Dans ces conditions, il y a lieu d’ordonner la suspension de l’exécution de la décision implicite refusant de délivrer un titre de séjour à Mme B….
Sur les demandes d’injonction :
Compte tenu des motifs de la suspension d’exécution qui vient d’être prononcée, la présente décision implique nécessairement qu’une carte de résidente soit délivrée à Mme B… à titre provisoire.
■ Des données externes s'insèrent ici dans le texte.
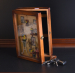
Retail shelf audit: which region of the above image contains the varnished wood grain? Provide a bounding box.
[0,38,75,49]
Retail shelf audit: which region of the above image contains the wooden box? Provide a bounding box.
[12,7,56,64]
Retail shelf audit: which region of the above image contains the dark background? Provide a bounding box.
[0,0,75,39]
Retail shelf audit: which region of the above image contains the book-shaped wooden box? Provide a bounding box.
[12,7,55,63]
Cette mesure d’exécution doit donc être prescrite, assortie d’un délai d’exécution de deux mois à compter de la notification de l’ordonnance et d’une astreinte de 100 euros par jour de retard.
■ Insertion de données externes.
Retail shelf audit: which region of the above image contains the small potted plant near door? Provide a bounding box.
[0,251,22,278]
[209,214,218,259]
En revanche, Mme B… étant déjà en possession d’un récépissé de titre de séjour l’autorisant à travailler, la demande d’injonction de délivrance d’un tel document est dépourvue d’objet et ne peut être accueillie.
Sur les frais d’instance :
Il y a lieu, dans les circonstances de l’espèce, sous réserve que Me Cans renonce à percevoir la somme correspondant à la part contributive de l’Etat et sous réserve de l’admission définitive de son client à l’aide juridictionnelle, de mettre à la charge de l’Etat le versement à Me Cans de la somme de 800 euros. Dans le cas où l’aide juridictionnelle ne lui serait pas accordée par le bureau d’aide juridictionnelle, la somme de 800 euros sera versée à Mme B….
O R D O N N E
Article 1er :
Mme B… est admise provisoirement au bénéfice de l’aide juridictionnelle.
Article 2 :
L’exécution de la décision implicite refusant de délivrer un titre de séjour à Mme B… est suspendue.
Article 3 :
Il est enjoint à la préfète de l’Isère de délivrer à Mme B… une carte de résidente qui aura une valeur provisoire jusqu’à ce qu’il ait été statué sur la requête au fond n° 2512438 dans un délai de deux mois à compter de la notification de la présente ordonnance et sous astreinte de 100 euros par jour de retard.
Article 4 :
Sous réserve de l’admission définitive de Mme B… à l’aide juridictionnelle et sous réserve que Me Cans renonce à percevoir la somme correspondant à la part contributive de l’Etat, ce dernier versera à Me Cans une somme de 800 euros en application des dispositions du deuxième alinéa de l’article 37 de la loi du 10 juillet 1991. Dans le cas où l’aide juridictionnelle ne lui serait pas accordée par le bureau d’aide juridictionnelle, la somme de 800 euros sera versée à Mme B….
Article 5 :
Le surplus des conclusions de la requête est rejeté.
Article 6 :
La présente ordonnance sera notifiée à Mme C… B…, à Me Cans et au ministre de l’intérieur.
Copie en sera adressée à la préfète de l’Isère.
Fait à Grenoble, le 11 décembre 2025.
Le juge des référés,
C. A…
Le greffier,
G. Morand
La République mande et ordonne au ministre de l’intérieur en ce qui le concerne ou à tous commissaires de justice à ce requis en ce qui concerne les voies de droit commun, contre les parties privées, de pourvoir à l’exécution de la présente décision.